As was evident already in the IPO, investors like Mando’s strong market position and record orders in both 2008 and 2009 which has led to strong first half earnings. All the 10 analysts who cover the stock according to Bloomberg Data have a “buy” recommendation on it.
However, the Korean company was less lucky than Tiger with regard to the timing of the sale as European markets fell sharply yesterday on the back of disappointing unemployment and manufacturing data in the US. In the UK the FTSE 100 closed 1.7% lower and in Paris the CAC-40 lost 2.1%. In combination with the fact that Mando’s own share price rose 3.2% yesterday, it was perhaps not too surprising that the placement price was fixed at the mid-point of the indicated range. However, sources said the deal was well covered across the range.
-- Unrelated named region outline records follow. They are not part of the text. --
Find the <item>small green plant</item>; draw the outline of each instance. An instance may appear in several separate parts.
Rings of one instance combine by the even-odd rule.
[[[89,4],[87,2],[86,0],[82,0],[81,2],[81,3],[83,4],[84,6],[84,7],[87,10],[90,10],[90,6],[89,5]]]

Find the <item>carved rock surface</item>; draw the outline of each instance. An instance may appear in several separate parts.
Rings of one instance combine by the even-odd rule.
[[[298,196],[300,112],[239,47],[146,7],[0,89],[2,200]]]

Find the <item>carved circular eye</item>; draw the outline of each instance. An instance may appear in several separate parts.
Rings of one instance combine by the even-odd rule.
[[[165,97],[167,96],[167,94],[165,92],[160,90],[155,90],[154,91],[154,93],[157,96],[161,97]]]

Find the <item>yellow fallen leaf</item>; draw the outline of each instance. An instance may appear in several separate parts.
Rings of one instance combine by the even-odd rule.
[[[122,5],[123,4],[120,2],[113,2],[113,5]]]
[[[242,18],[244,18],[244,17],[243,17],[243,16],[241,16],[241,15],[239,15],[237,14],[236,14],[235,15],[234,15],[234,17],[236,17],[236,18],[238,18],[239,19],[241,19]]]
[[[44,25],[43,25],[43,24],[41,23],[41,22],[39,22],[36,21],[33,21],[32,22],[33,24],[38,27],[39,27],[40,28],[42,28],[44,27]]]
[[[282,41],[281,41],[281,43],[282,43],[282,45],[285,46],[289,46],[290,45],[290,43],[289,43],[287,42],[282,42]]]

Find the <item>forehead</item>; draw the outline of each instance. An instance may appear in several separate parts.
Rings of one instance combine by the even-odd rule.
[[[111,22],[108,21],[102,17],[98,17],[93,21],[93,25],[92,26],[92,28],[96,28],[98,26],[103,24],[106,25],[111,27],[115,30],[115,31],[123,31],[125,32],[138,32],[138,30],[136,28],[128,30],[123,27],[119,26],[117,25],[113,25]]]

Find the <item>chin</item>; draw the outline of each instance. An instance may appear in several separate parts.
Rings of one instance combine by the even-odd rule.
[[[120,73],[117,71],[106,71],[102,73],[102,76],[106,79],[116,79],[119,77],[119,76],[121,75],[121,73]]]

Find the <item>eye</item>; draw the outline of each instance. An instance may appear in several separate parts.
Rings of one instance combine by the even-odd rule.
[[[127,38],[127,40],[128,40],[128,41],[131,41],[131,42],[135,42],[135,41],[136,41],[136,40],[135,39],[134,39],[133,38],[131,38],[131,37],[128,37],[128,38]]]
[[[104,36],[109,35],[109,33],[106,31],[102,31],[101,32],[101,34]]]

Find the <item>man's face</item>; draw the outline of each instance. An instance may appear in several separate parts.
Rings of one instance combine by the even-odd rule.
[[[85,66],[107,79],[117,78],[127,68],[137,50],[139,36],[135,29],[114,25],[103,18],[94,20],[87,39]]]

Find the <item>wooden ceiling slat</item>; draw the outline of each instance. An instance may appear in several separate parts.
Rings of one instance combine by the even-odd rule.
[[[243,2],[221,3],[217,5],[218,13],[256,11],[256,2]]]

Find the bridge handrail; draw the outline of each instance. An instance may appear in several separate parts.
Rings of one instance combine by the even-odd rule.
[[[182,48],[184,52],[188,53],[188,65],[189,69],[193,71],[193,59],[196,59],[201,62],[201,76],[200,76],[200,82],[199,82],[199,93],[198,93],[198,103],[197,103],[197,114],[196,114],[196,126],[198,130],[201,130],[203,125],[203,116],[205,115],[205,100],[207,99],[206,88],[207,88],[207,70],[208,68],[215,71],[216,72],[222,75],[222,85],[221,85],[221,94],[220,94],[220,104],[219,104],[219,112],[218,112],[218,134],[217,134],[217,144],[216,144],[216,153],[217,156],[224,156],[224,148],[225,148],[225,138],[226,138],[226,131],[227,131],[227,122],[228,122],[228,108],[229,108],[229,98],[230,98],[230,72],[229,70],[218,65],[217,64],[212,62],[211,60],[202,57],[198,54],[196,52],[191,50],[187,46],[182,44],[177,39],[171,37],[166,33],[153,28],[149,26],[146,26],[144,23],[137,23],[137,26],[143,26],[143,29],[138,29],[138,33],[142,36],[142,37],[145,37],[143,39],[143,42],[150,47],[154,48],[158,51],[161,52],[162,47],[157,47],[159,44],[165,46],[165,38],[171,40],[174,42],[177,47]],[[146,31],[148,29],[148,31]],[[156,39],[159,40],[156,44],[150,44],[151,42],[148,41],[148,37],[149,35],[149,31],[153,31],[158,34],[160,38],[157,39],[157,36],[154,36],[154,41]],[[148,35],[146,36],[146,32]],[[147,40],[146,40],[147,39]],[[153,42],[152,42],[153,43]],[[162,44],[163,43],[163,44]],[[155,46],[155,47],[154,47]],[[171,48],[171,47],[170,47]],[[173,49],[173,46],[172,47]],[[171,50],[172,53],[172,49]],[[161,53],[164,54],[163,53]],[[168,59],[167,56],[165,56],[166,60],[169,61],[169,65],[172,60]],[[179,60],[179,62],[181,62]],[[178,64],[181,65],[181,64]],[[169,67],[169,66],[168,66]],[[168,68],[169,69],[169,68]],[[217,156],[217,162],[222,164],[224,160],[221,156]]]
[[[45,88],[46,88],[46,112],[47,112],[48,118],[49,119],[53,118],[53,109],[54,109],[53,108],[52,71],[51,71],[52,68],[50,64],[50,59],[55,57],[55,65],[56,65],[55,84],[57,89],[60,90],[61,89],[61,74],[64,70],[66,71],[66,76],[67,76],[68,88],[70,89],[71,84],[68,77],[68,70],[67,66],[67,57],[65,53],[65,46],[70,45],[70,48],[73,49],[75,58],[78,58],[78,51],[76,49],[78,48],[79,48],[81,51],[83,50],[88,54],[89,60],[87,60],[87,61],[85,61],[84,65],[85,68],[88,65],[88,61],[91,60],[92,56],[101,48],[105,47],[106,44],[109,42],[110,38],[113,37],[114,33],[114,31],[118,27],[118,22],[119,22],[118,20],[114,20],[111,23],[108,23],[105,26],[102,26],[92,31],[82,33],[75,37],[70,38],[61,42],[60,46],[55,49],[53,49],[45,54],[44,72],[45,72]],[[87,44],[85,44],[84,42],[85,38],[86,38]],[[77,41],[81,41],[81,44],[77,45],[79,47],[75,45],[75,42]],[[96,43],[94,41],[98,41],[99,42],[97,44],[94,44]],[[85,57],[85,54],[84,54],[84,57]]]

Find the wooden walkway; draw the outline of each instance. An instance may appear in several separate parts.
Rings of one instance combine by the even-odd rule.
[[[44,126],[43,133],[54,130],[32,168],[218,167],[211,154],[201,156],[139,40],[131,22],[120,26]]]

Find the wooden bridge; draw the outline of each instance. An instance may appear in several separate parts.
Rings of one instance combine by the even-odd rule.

The transaction comprised approximately 3.38 million shares, which equalled about 7.5 days worth of trading based on the daily turnover since listing, or 23 days if based on the past 30 days. They were offered in a range between W122,000 and W127,000, which translated into a discount of 2.3% to 6.2% versus yesterday’s closing price of W130,000. The final price of W124,500 resulted in a discount of 4.2%.
The sellers were H&Q and KDB Private Equity, which held about 6% and 13% of the company respectively. Neither of them will hold any shares after this transaction.
According to a source, the deal attracted about 70 buyers with the demand skewed towards long-only investors. However, with the domestic accounts being almost entirely long-only funds, that wasn’t too surprising. The order book was open less than four hours and closed as advertised at 8.30pm Hong Kong time. This meant the bookrunners avoided dealing with any fall-out in the US market from the negative economic data, but also meant that most of the orders came from Asia-based investors. As a Reg-S deal, the offering wasn’t open to on-shore US accounts.
The Mando block was arranged by Citi, Macquarie and Morgan Stanley.
The Tiger transaction, meanwhile, initially comprised 32.796 million shares, but was quickly increased to 65.796 million shares, which represented a 12.3% stake in the company or about 15 days worth of trading. The shares were offered in a range between S$1.85 and S$1.90, which equalled a discount of 4% to 6.6% versus Wednesday’s close of S$1.98.
Even with the deal more than doubling in size, the demand was strong enough that the bookrunners were able to fix the price at the top of the range for a 4% discount – the tightest discount on a Singapore block trade since 2008. According to a source, the deal was more than two times covered at the final size.
The sellers were Indigo Singapore Partners, a private equity fund specialising mainly in the transportation industry; Ryanasia, which is the private investment vehicle of the Ryan family who is the founder of European low-cost carrier Ryanair; and Tony Davis, the president and CEO of Tiger Airways.
Indigo and Ryanasia are both founding shareholders of Tiger (together with Temasek and Singapore Airlines) but investors were seemingly not that concerned about them selling – even though the transaction came following a peak in the share price and on the heels of media reports in Singapore saying Tiger has had to cancel flights recently following pilot resignations. A key reason for the investors’ relaxed approach, sources said, would have been that Indigo is a private equity investor that was always expected to cash in (the fund also sold a small stake as part of the IPO), while Ryanasia is primarily a financial investor that isn’t involved in the operations of the company.
Indigo and Ryanasia, which held 14.6% and 10.9% of the airline respectively prior to this selldown, will continue to own “sizeable stakes”. Tony Davis held a smaller 1.5% stake before this deal and will continue to own a portion of the company, according to sources. Ryanasia and Davis will have a 90-day lockup on their remaining shares.
Investors also likely welcomed the increase in the free-float to 38.3% from 32.2% as a result of this deal.
Citi and Morgan Stanley were joint bookrunners for the Tiger deal as well. Both banks also lead the IPO in January.